Nos relations avec les juifs séfarades, qui ont vécus dans nos contrées, par ailleurs, ont une histoire millénaire sous nos cieux, sans pour autant que les autres ont reniés leurs origines, ou leur identité. Il y a eu transfert et échanges de certains us et traditions, des arts culinaires, des traditions vestimentaires, des styles musicaux.
Certains rites et cérémonials nuptiaux sont presque à cent pour cent juifs dans certaines contrées de notre pays, à ce jour, mais personne n'osera dire qu'on est juifs.
Cet amalgame entre religions, langues, races, origines et identité est le fruit d'une ignorance attisée de notre histoire et de nos origines véritables et d'une arrogance dans la persistance de se voiler la face devant des évidences criardes quant à la véritable identité de ce peuple. Gilbert Grandguillaume, chercheur au CNRS, dans sa thèse scientifique et de recherche sur l'arabisation dans le monde arabe contemporain, écrivait qu'en Algérie, l'indépendance ne signifiait pas le retour à une entité antérieure, mais obligeait à se forger une identité. La donnée nationale, disait-il, s'est façonnée dans la résistance à l'occupant, mais son contenu restait à élaborer. Aucun Leader politique n'a eu l'autorité (la légitimité) pour le faire.
La référence s'est donc faite naturellement à l'Islam. Dés lors, l'arabisation consistera à remplacer la langue française par la langue arabe. Cette opération devait pallier un déficit d'identité du coté de l'origine arabe. Cette origine arabe sera considérée comme la seule: Or l'Algérie plonge ses racines dans un terroir numide, dont témoignent les langues berbères, dans un passé romain manifesté par les ruines partout présentes, dans des contacts de civilisations, telles l'Andalousie, la Méditerranée, l'Empire Ottoman.
Et de conclure qu'assumer toutes ces origines, les relire à la lumière du présent, en tirer fierté pour le passé et force pour le présent, voilà qui aurait orienté l'arabisation vers l'avenir, créant ainsi un puissant courant dans lequel Langue et Culture auraient défini une Identité Nationale Algérienne.
Au lieu de quoi, l'arabisation est devenue un enjeu de pouvoir. Ce pouvoir, qui se réclamait de la nation, n'a pas eu le souci de la construire sur les propres bases de celle-ci. Quand on manque de légitimité, on choisi la manipulation et on cultive la haine et la honte de soi chez les Algériens.

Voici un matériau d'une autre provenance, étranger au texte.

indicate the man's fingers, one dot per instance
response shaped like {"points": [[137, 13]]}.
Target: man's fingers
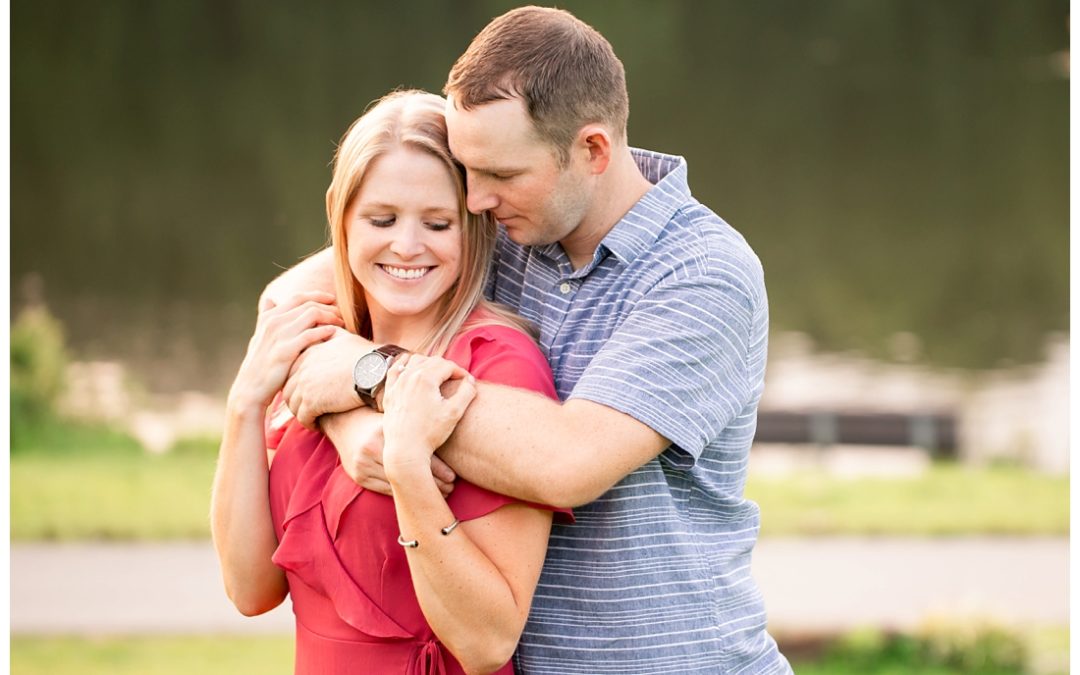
{"points": [[442, 471]]}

Le manque de crédibilité et de compétence est remplacé par un jeu subtil de la culpabilisation, afin de pousser la population à avoir honte de ses origines et de ses langues maternelles. Toujours selon le chercheur, le pouvoir, son élite politique et intellectuelle se livrèrent à certaines manipulations qui consistaient à occuper la place laissée vacante par les colons en imposant l'arabe écrit comme langue orale, en imitant mal les pays du Moyen-Orient. Car ceux-ci ont tous trouvé un équilibre entre la langue écrite et leurs parlers nationaux : Le Maroc ou l'Egypte, qui fut longtemps le point de mire, en sont des exemples éloquents.
Le drame identitaire algérien peut se résumer dans les positions identitaires de deux personnalités littéraires emblématiques, nées en Algérie. Il s'agit d'Albert CAMUS, prix Nobel de littérature, et d'Assia DJEBBAR, membre de l'Académie française. Pour Albert Camus, le choix entre sa Mère (la France) et la Justice, a été fait, sans hésiter, pour sa Mère. Ce qui est légitime. Pour Assia Djebbar, presque cinquante années après Camus, en 2006, à l'occasion de son admission à l'Académie française et pendant sa prise de parole de remerciement, le choix ne s'est même pas posé, comme pour Camus, entre sa Mère (l'Algérie) et la France, Djebbar a choisie la France. Tragique perte d'identité.
En des mots diplomatiques, pour ne pas écorcher les sentiments de ses nouveaux concitoyens et de sa nouvelle Patrie, la France, Assia Djebbar a dit : " L'Afrique du Nord, du temps de l'empire français a subi, un siècle et demi durant, dépossession de ses richesses naturelles, déstructuration de ses assises sociales, et, pour l'Algérie, exclusion dans l'enseignement de ses deux langues identitaires, le berbère séculaire et la langue arabe dont la qualité poétique ne pouvait alors, pour moi, être perçue que dans les versets coraniques qui me restent chers.".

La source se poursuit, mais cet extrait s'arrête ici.